De Novo Discovery of High-Affinity Peptide Binders for the SARS-CoV-2 Spike Protein.

The β-coronavirus SARS-CoV-2 has caused a global pandemic. Affinity reagents targeting the SARS-CoV-2 spike protein are of interest for the development of therapeutics and diagnostics. We used affinity selection-mass spectrometry for the rapid discovery of synthetic high-affinity peptide binders for the receptor binding domain (RBD) of the SARS-CoV-2 spike protein. From library screening with 800 million synthetic peptides, we identified three sequences with nanomolar affinities (dissociation constants K d = 80-970 nM) for RBD and selectivity over human serum proteins.
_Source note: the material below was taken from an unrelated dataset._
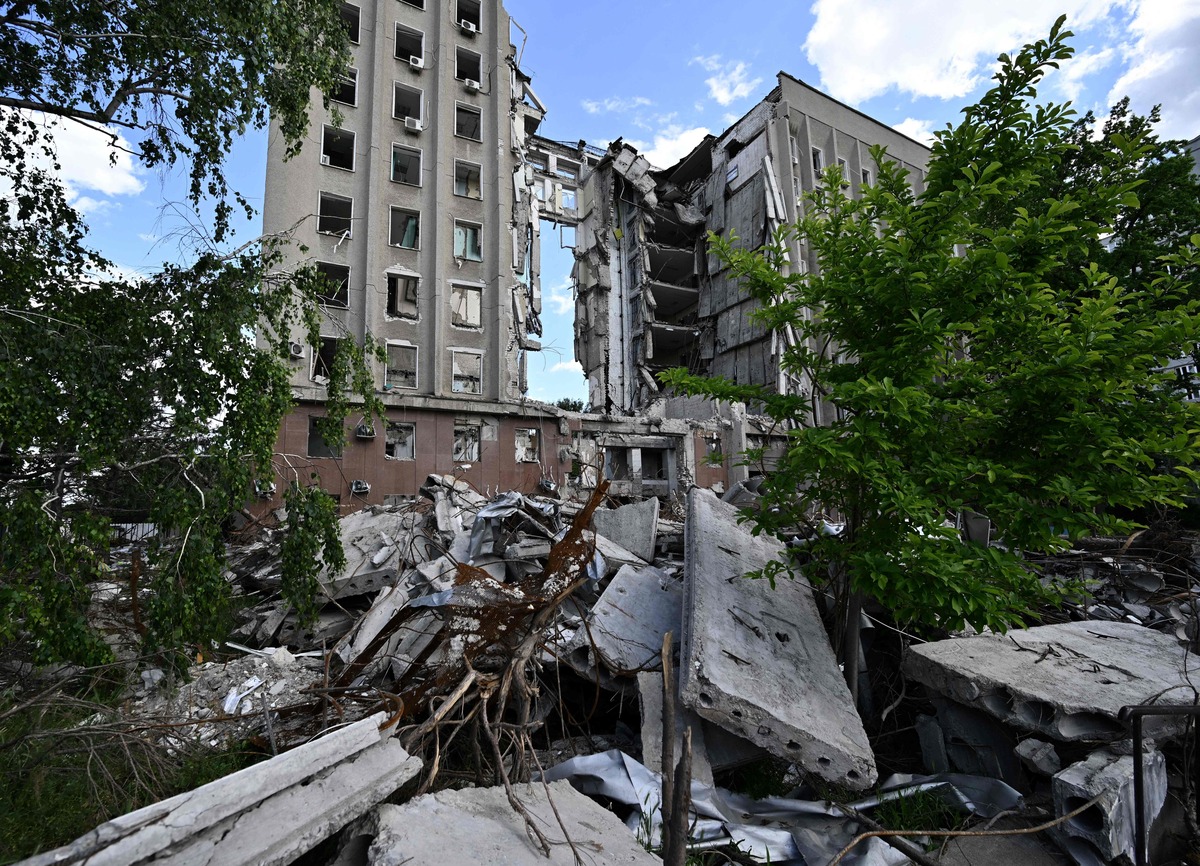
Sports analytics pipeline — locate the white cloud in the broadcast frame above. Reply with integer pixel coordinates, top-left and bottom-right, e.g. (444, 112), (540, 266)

Nanomolar RBD concentrations in a biological matrix could be detected using the biotinylated lead peptide in ELISA format. These peptides do not compete for ACE2 binding, and their site of interaction on the SARS-CoV-2-spike-RBD might be unrelated to the ACE2 binding site, making them potential orthogonal reagents for sandwich immunoassays. These findings serve as a starting point for the development of SARS-CoV-2 diagnostics or conjugates for virus-directed delivery of therapeutics.

Introduction

Since the end of 2019, the severe acute respiratory syndrome coronavirus 2 (SARS-CoV-2) has caused the global coronavirus disease 2019 (COVID-19) pandemic. With 30 million cases and over 950 000 deaths (by August 2020), SARS-CoV-2 has spread further than SARS-CoV-1 or middle east respiratory syndrome (MERS-CoV).[1,2] There is a need for diagnostic testing of SARS-CoV-2 to improve containment.[3,4] Currently, the reverse-transcriptase polymerase chain reaction (RT-PCR) method is the gold standard of SARS-CoV-2 detection.[5,6] Serologic detection of patient-derived antibodies can be used to track SARS-CoV-2 progression and immunity but has limited early detection ability.[6−8] Direct detection of SARS-CoV-2 has been proposed in scalable, rapidly deployed formats but often suffers from low sensitivity that limits effectivity in general population testing.[9,10] Thus, the discovery of additional reagents to enable early and rapid SARS-CoV-2 detection and/or neutralization is critical.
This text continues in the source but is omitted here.